Here's some good news about how Iraqis view their own situation. Several international news organizations concluded a poll of Iraqis and the results may surprise you.
The media pollsters began their survey by asking, “Overall, how would you say things are going in your life these days — very good, quite good, quite bad or very bad?”

Seventy-one percent of those polled say very good or quite good — up from 55 percent in a poll taken in June 2004. Twenty-nine percent say their lives are quite bad or very bad — down from 45 percent in 2004.

The pollsters also asked about individual aspects of the respondents’ lives in the neighborhoods where they live. Sixty-one percent report that the security situation is very good or quite good. Sixty-six percent rate their protection from crime as very good or quite good.

Seventy-four percent say local schools are very good or quite good. Seventy percent say their family’s economic situation is very good or quite good. Seventy-eight percent rate their freedom of speech as very good or quite good.

Of course, there are some who say their situation is worse than it was last year, and worse than it was before the war. But in both cases, they are in the minority.

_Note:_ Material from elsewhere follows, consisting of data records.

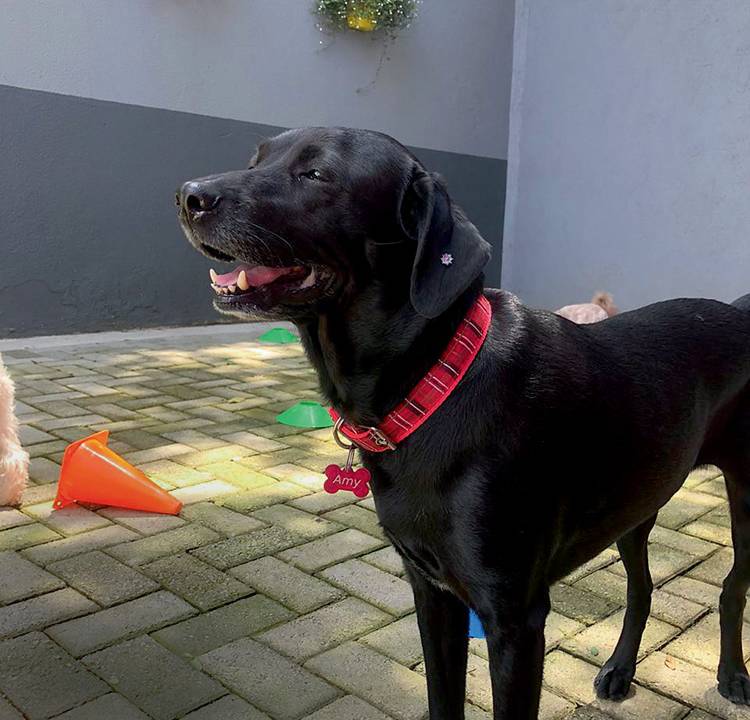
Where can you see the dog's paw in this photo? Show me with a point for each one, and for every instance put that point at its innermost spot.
(613, 681)
(735, 686)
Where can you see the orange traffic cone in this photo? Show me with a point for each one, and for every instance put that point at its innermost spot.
(92, 473)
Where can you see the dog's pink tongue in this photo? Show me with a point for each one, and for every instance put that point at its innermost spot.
(256, 275)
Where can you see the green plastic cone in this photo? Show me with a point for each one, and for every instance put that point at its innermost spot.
(278, 336)
(307, 414)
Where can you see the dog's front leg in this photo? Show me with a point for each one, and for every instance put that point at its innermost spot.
(515, 642)
(444, 628)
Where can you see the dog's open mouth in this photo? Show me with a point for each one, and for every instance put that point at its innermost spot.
(263, 285)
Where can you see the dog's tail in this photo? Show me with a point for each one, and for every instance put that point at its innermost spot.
(606, 302)
(743, 303)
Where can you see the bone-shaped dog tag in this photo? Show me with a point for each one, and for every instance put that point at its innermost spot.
(347, 478)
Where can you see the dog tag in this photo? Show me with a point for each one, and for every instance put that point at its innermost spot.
(347, 478)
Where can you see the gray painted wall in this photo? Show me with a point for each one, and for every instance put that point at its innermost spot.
(89, 235)
(629, 164)
(105, 107)
(446, 84)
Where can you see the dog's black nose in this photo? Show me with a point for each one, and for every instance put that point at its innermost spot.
(199, 197)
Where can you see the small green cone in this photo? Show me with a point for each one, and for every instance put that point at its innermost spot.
(307, 414)
(278, 336)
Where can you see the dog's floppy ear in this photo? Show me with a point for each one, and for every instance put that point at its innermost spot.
(450, 251)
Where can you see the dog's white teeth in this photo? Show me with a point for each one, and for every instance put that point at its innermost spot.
(309, 280)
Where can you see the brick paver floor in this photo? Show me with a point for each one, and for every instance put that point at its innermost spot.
(268, 598)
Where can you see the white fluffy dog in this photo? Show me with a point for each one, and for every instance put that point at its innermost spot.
(14, 460)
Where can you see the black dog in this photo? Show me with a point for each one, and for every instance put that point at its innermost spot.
(492, 500)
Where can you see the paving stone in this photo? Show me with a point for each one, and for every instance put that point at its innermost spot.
(158, 682)
(91, 633)
(321, 553)
(199, 458)
(296, 521)
(254, 442)
(670, 608)
(102, 578)
(144, 523)
(140, 439)
(604, 559)
(42, 470)
(213, 629)
(321, 502)
(243, 548)
(238, 474)
(557, 628)
(715, 569)
(348, 708)
(173, 474)
(22, 579)
(709, 531)
(41, 679)
(290, 586)
(28, 435)
(139, 552)
(699, 644)
(55, 447)
(692, 685)
(391, 593)
(363, 672)
(323, 629)
(10, 517)
(696, 590)
(357, 517)
(267, 680)
(387, 560)
(195, 439)
(271, 494)
(221, 519)
(684, 507)
(664, 562)
(8, 712)
(203, 491)
(68, 547)
(140, 457)
(400, 640)
(24, 536)
(39, 612)
(597, 642)
(551, 707)
(37, 493)
(313, 480)
(195, 581)
(580, 605)
(574, 679)
(230, 707)
(699, 715)
(107, 707)
(71, 520)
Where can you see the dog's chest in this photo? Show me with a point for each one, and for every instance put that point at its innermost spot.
(422, 536)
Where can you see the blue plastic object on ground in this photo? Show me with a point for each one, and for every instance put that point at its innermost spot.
(475, 626)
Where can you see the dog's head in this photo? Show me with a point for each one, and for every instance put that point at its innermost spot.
(324, 215)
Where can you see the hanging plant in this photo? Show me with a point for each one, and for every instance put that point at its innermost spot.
(366, 15)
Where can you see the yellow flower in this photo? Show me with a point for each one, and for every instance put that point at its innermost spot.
(361, 22)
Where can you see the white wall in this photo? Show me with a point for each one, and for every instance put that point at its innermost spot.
(445, 86)
(629, 161)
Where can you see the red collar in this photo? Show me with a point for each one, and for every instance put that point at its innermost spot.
(430, 392)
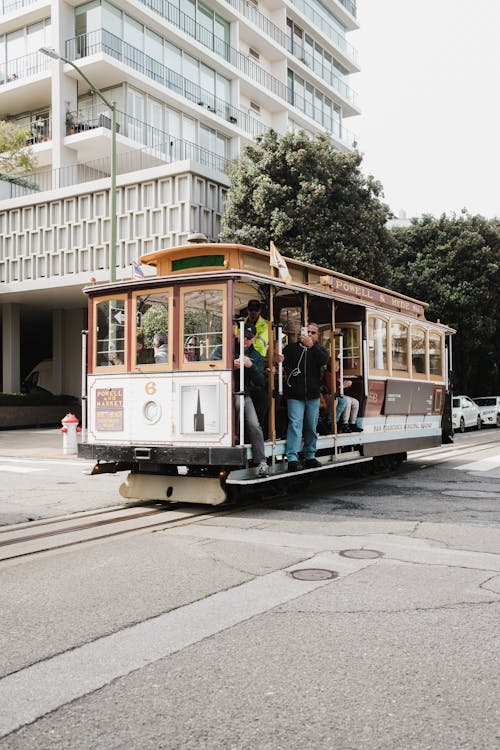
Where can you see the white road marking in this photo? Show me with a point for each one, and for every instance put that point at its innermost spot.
(20, 469)
(485, 464)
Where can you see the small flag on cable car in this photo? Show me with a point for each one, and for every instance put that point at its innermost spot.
(278, 261)
(137, 270)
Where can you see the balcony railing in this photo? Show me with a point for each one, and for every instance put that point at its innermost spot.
(171, 151)
(9, 6)
(103, 41)
(23, 67)
(350, 5)
(326, 28)
(97, 116)
(240, 61)
(39, 130)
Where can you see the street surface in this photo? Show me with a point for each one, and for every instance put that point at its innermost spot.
(200, 633)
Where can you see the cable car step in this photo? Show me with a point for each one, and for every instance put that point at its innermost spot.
(279, 471)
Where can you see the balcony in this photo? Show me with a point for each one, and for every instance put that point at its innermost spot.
(10, 6)
(241, 62)
(168, 152)
(39, 131)
(280, 37)
(24, 80)
(104, 42)
(23, 67)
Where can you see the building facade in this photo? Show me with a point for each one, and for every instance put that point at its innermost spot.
(193, 82)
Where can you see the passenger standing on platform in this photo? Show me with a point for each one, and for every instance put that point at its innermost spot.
(341, 400)
(303, 363)
(350, 412)
(254, 378)
(260, 396)
(160, 348)
(144, 356)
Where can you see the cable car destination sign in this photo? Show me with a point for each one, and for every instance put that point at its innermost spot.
(370, 294)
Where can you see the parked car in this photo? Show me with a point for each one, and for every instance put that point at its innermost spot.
(489, 409)
(465, 413)
(40, 378)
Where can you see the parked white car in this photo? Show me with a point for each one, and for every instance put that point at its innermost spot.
(465, 413)
(489, 409)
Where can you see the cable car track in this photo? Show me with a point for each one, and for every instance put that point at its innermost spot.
(26, 540)
(14, 545)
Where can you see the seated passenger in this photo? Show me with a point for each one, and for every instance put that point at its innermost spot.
(350, 413)
(216, 352)
(160, 348)
(253, 363)
(326, 390)
(144, 355)
(191, 349)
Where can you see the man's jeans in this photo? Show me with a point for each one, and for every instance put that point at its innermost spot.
(253, 430)
(302, 417)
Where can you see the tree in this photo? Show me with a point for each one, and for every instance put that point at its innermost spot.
(312, 201)
(15, 157)
(454, 264)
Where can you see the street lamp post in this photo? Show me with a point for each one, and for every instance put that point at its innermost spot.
(112, 106)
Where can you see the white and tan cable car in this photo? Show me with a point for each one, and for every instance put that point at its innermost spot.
(170, 421)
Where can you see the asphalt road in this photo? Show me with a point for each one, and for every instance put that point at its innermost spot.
(200, 636)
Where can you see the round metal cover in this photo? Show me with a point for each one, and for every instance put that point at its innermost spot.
(361, 554)
(313, 574)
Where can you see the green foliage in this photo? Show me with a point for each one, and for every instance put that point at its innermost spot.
(15, 156)
(312, 201)
(154, 320)
(36, 399)
(454, 264)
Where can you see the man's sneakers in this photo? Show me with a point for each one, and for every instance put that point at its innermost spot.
(345, 427)
(312, 463)
(263, 469)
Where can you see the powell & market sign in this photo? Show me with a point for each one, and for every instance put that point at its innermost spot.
(367, 294)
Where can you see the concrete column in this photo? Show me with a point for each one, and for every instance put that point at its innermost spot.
(64, 92)
(57, 350)
(11, 335)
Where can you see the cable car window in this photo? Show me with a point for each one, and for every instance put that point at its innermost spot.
(435, 354)
(351, 334)
(153, 344)
(418, 352)
(377, 344)
(203, 325)
(399, 347)
(110, 320)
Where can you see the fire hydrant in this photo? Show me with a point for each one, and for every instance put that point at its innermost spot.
(69, 429)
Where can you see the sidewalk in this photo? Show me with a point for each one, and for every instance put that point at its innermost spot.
(34, 442)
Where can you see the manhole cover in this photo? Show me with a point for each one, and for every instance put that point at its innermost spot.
(313, 574)
(361, 554)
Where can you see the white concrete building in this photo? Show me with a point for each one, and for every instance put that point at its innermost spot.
(193, 83)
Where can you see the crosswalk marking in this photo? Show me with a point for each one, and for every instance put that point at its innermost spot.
(20, 469)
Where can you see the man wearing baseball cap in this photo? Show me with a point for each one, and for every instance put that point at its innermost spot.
(253, 363)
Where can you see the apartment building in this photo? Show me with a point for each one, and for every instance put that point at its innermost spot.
(192, 82)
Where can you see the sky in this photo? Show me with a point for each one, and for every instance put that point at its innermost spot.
(429, 91)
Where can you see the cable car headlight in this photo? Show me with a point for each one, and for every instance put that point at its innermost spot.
(151, 411)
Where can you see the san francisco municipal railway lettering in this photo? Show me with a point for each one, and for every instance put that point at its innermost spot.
(198, 386)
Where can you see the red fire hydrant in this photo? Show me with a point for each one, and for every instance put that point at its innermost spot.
(69, 429)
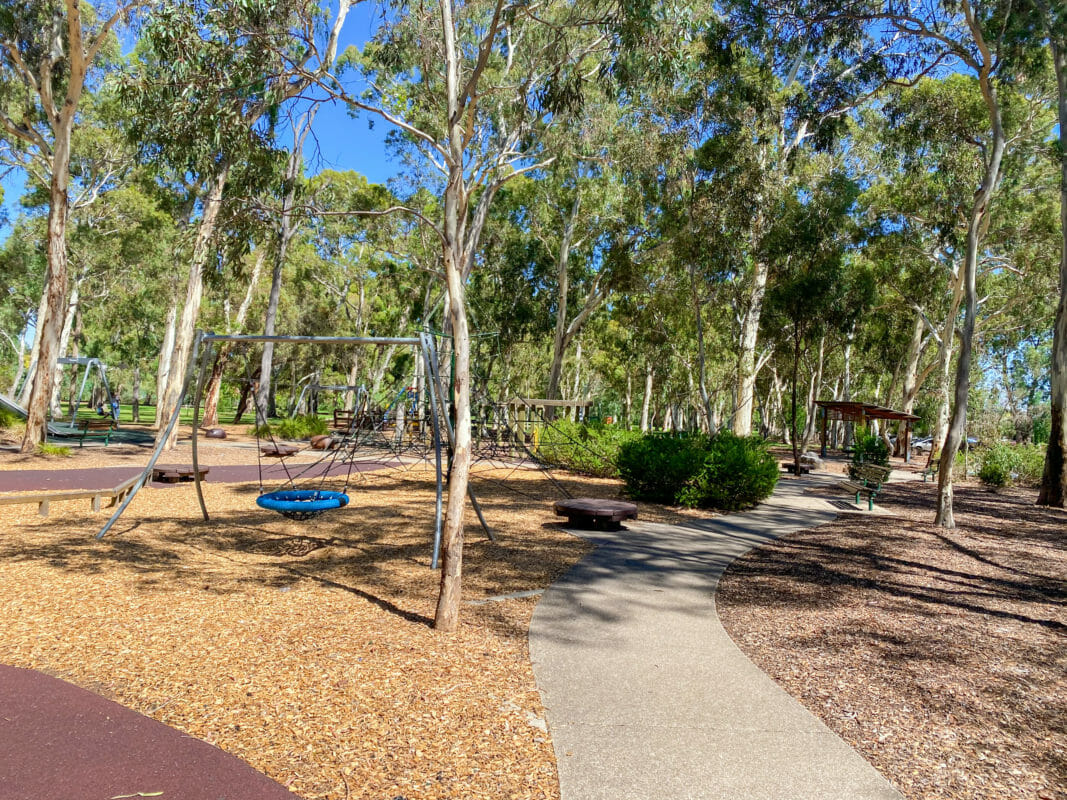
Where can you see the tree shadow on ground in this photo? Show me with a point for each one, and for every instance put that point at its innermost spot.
(946, 642)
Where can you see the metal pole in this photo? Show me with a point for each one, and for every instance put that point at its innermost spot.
(107, 387)
(315, 339)
(451, 443)
(196, 400)
(159, 444)
(81, 392)
(426, 348)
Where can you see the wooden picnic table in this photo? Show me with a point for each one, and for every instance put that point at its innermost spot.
(175, 473)
(595, 513)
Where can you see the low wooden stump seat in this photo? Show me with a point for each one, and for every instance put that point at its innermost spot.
(868, 481)
(175, 473)
(594, 513)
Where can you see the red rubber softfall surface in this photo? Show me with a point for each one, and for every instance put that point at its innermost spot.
(59, 741)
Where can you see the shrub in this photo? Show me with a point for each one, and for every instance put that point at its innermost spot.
(1031, 463)
(589, 448)
(302, 426)
(725, 472)
(658, 466)
(9, 419)
(736, 473)
(999, 462)
(868, 449)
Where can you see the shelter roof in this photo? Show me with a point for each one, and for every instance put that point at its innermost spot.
(860, 412)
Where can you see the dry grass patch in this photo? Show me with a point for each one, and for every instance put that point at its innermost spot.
(939, 655)
(304, 648)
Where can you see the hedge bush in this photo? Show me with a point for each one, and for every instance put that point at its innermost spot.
(9, 419)
(737, 473)
(589, 448)
(1003, 463)
(725, 472)
(1031, 463)
(302, 426)
(658, 466)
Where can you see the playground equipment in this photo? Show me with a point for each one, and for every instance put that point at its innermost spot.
(201, 357)
(70, 428)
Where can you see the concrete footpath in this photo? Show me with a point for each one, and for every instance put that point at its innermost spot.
(646, 694)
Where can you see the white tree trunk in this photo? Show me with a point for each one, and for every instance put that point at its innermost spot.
(165, 356)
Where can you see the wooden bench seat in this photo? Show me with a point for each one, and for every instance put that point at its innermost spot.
(866, 481)
(280, 451)
(174, 473)
(96, 429)
(591, 512)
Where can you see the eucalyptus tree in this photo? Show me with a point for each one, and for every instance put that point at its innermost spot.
(770, 92)
(812, 291)
(968, 36)
(209, 82)
(50, 54)
(470, 91)
(1051, 17)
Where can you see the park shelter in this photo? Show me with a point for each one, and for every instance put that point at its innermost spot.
(862, 414)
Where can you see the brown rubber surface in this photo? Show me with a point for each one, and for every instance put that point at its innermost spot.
(46, 480)
(59, 741)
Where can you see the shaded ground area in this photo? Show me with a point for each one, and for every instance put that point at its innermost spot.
(60, 740)
(939, 655)
(304, 649)
(273, 473)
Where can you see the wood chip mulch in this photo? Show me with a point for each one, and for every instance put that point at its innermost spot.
(305, 649)
(940, 655)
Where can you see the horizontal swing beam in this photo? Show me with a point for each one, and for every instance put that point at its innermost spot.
(314, 339)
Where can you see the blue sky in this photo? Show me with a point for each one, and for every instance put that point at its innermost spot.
(339, 141)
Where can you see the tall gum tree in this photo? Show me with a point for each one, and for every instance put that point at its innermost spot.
(48, 52)
(227, 70)
(468, 91)
(775, 88)
(968, 35)
(1054, 478)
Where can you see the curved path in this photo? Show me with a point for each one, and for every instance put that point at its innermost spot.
(648, 697)
(61, 742)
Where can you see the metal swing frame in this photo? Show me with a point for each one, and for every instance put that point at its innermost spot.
(90, 365)
(203, 348)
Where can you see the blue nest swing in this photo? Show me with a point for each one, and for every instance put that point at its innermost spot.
(300, 504)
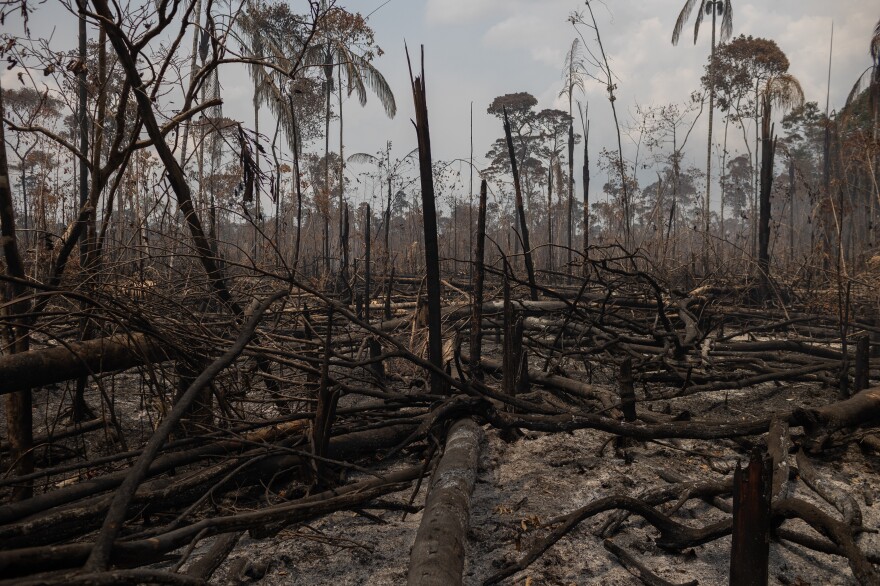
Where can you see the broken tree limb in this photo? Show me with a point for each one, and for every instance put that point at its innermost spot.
(437, 557)
(839, 499)
(861, 408)
(100, 555)
(638, 569)
(429, 217)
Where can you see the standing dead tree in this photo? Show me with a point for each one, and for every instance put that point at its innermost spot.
(429, 211)
(520, 210)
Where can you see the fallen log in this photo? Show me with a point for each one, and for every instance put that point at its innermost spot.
(38, 368)
(437, 557)
(862, 408)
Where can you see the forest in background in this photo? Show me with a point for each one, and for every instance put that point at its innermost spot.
(179, 285)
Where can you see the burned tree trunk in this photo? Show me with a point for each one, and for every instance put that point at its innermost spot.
(751, 523)
(437, 557)
(432, 251)
(768, 152)
(520, 209)
(479, 280)
(19, 413)
(367, 280)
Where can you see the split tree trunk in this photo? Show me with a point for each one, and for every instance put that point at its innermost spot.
(523, 225)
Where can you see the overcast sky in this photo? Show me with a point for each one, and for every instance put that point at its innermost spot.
(476, 50)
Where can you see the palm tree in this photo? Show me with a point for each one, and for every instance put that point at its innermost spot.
(783, 91)
(716, 8)
(341, 35)
(573, 75)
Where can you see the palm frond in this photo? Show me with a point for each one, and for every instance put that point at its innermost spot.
(727, 22)
(373, 79)
(699, 20)
(683, 17)
(784, 91)
(875, 44)
(363, 158)
(862, 84)
(573, 70)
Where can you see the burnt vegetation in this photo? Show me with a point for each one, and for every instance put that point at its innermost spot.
(207, 340)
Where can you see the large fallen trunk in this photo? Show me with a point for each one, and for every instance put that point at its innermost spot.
(37, 368)
(437, 557)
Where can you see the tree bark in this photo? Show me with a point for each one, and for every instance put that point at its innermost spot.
(437, 557)
(432, 252)
(523, 225)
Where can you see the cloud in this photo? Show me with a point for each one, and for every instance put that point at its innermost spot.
(458, 12)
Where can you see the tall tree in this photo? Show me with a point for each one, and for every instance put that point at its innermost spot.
(573, 75)
(716, 8)
(783, 91)
(345, 41)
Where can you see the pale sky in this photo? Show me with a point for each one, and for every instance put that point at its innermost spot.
(476, 50)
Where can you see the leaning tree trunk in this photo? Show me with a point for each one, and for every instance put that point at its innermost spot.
(19, 413)
(709, 149)
(768, 151)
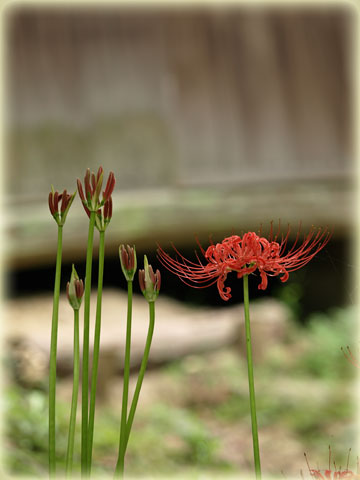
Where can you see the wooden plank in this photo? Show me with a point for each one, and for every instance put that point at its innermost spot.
(143, 217)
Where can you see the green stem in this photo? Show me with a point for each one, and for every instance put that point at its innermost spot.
(119, 470)
(141, 372)
(53, 351)
(85, 363)
(70, 449)
(251, 380)
(95, 362)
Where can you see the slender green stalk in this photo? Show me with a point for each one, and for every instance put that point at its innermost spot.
(119, 471)
(251, 380)
(95, 361)
(85, 363)
(53, 351)
(70, 448)
(141, 372)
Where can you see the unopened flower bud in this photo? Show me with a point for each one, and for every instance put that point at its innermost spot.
(75, 290)
(60, 210)
(149, 281)
(128, 261)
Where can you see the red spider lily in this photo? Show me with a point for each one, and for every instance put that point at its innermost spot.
(59, 211)
(91, 199)
(335, 474)
(245, 254)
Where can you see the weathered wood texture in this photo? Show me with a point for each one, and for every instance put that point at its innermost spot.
(226, 99)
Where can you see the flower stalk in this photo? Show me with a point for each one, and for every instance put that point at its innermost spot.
(249, 358)
(142, 371)
(96, 350)
(92, 206)
(119, 471)
(75, 290)
(85, 358)
(53, 355)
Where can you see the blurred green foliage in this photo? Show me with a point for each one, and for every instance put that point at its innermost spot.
(304, 387)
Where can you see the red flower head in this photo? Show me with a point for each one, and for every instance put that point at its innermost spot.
(60, 210)
(243, 255)
(91, 200)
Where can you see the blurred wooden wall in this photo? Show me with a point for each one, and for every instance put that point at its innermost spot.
(179, 98)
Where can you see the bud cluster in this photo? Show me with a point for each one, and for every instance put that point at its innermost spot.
(75, 290)
(128, 261)
(149, 281)
(60, 210)
(91, 199)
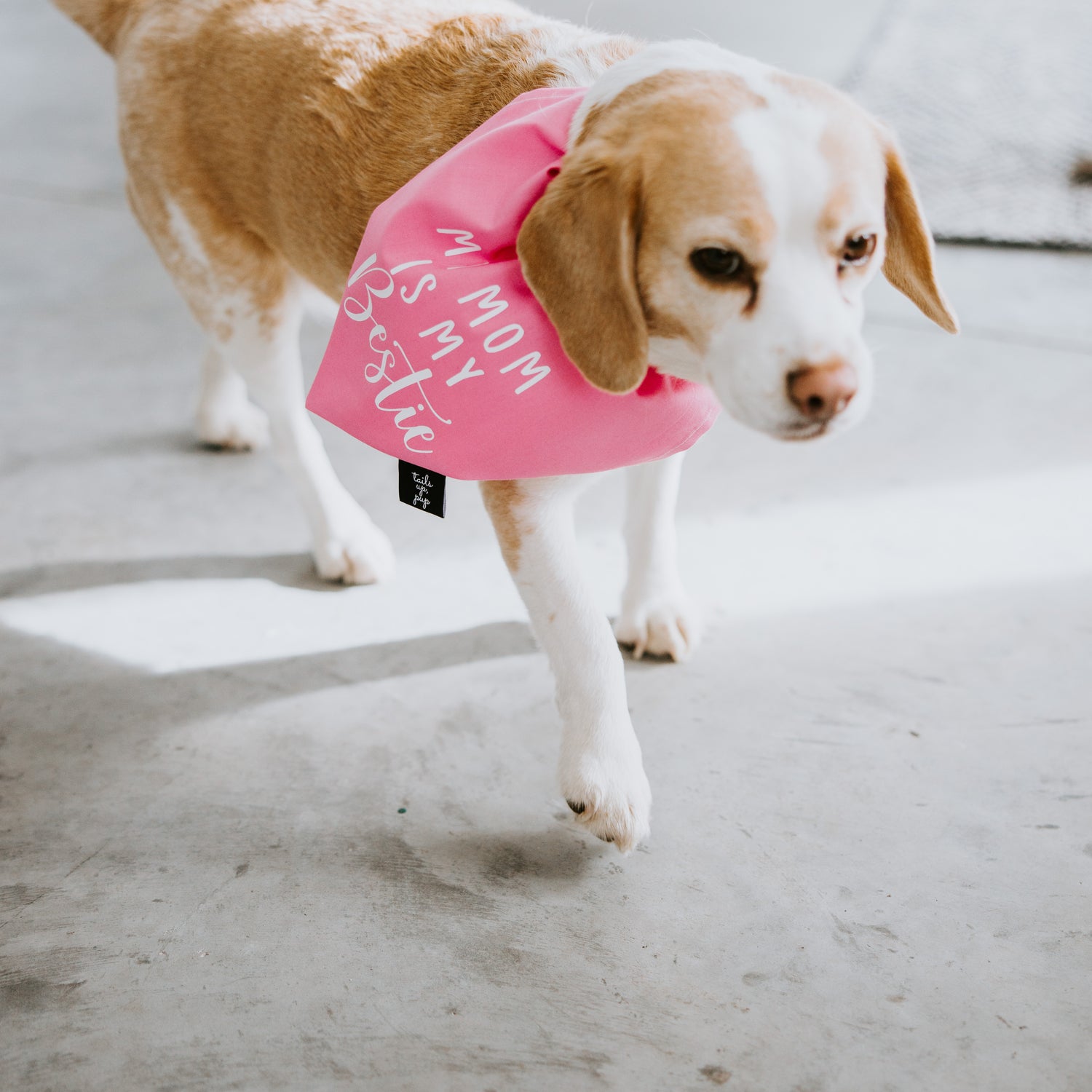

The Iraqis polled by ABC and the other news organizations also express confidence in a number of national institutions. Sixty-seven percent say they have a great deal or a lot of confidence in the new Iraqi army. And 68 percent say they have a great deal or a lot of confidence in the police. Those numbers rank alongside confidence in the country’s religious leaders, which is at 67 percent.
With story after story about how the American soldiers and Iraqis themselves have a much more optimistic view of the situation over there than the portrayal in the media, you would think that the media might start questioning itself about the job it's doing. After all, they usually love gazing at their own navels and analyzing their performance. But, I see little evidence that any such self-examination of their coverage of the war and situation in Iraq has been going on.